Guidelines for Identifying Sensitive and Legally-Protected Data
How can I tell if there is sensitive data on the machine?
- Pay attention to the work that the individual does. For example, if the person is a researcher, ask about research data that may contain names or other identifying tags. Ask if the research data should be secret and known only to the department. For example, if the person works in Procurement, think about tax IDs, which can be Social Security numbers.
- Ask this question: "If data on the drive was in the newspaper, would it be embarrassing for you or the department?"
- Contact the supervisor of the individual and ask about the type of work performed by this person.

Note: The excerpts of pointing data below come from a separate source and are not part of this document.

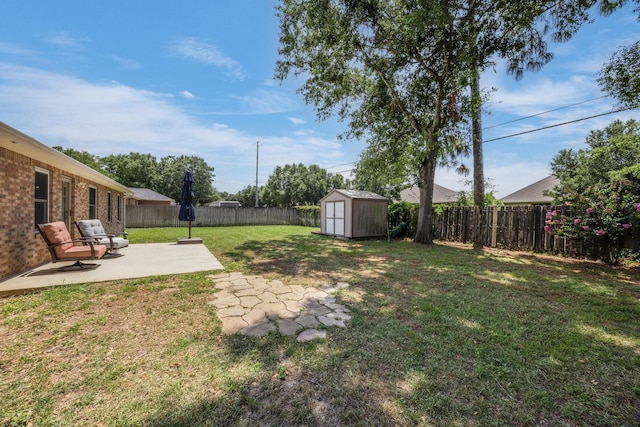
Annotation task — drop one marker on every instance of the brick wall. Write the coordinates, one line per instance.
(21, 247)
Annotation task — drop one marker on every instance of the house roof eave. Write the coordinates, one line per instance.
(16, 141)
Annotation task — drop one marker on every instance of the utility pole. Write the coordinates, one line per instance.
(257, 150)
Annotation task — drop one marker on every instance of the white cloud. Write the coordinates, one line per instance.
(201, 51)
(64, 39)
(113, 118)
(15, 49)
(266, 102)
(129, 64)
(506, 178)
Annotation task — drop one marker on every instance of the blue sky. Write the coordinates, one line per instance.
(196, 78)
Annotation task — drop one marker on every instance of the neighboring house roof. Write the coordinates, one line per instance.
(532, 194)
(440, 194)
(149, 195)
(356, 194)
(16, 141)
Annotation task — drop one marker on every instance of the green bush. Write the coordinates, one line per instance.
(403, 219)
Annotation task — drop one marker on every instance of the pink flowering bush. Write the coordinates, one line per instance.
(604, 217)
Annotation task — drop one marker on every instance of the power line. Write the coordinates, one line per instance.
(545, 112)
(556, 125)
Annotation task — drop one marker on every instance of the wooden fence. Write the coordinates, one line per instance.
(511, 227)
(146, 216)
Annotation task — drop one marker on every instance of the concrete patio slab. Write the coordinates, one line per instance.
(136, 261)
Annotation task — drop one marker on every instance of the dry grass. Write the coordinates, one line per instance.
(440, 335)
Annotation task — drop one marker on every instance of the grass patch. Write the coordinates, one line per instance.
(440, 335)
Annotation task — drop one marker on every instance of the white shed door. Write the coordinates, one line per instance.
(335, 218)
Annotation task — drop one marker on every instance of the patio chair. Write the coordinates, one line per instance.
(93, 228)
(63, 248)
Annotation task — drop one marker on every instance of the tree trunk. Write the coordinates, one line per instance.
(426, 176)
(478, 161)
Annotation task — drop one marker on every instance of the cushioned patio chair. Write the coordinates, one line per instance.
(63, 248)
(93, 228)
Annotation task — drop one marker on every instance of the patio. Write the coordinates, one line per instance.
(141, 260)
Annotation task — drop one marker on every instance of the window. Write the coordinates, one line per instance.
(41, 208)
(109, 214)
(93, 197)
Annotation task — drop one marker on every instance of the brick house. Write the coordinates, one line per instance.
(40, 184)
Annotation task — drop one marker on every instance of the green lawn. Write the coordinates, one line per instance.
(440, 335)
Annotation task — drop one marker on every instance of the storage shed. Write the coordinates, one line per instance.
(353, 214)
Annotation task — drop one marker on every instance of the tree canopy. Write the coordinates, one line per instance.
(299, 185)
(602, 183)
(136, 170)
(398, 72)
(620, 77)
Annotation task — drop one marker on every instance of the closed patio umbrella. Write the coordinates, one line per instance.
(187, 211)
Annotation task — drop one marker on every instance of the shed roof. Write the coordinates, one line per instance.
(532, 193)
(14, 140)
(147, 194)
(440, 194)
(356, 194)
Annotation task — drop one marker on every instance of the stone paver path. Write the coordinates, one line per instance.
(255, 306)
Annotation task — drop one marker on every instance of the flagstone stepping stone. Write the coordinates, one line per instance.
(233, 325)
(259, 330)
(288, 327)
(255, 306)
(311, 334)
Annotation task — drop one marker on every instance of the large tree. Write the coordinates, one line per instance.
(394, 70)
(134, 170)
(602, 184)
(84, 157)
(620, 77)
(299, 185)
(399, 72)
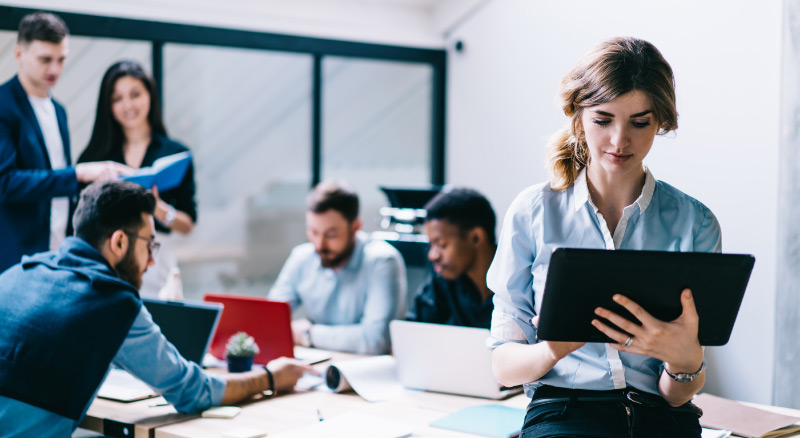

- Be aware of the types of legally protected data:
- Sensitive University Data as defined in the Administrative Access Policy. (Examples)
- FERPA
- HIPAA
- GLBA
- Be aware of agreements with external parties such as data covered under Non-Disclosure Agreements, Confidentiality Agreements, Proprietary Information Agreements, or otherwise restricted from distribution. Examples of third parties include Department of Homeland Security, Department of Defense, and National Institute of Health. Also, be aware of International Traffic in Arms Regulations and Export Administration Regulations.
- If you do not feel confident in the answers provided and feel the drive needs further investigation, contact the IT Security and Policy Office where a copy of the drive can be made. The copy will be given to the department for further searching.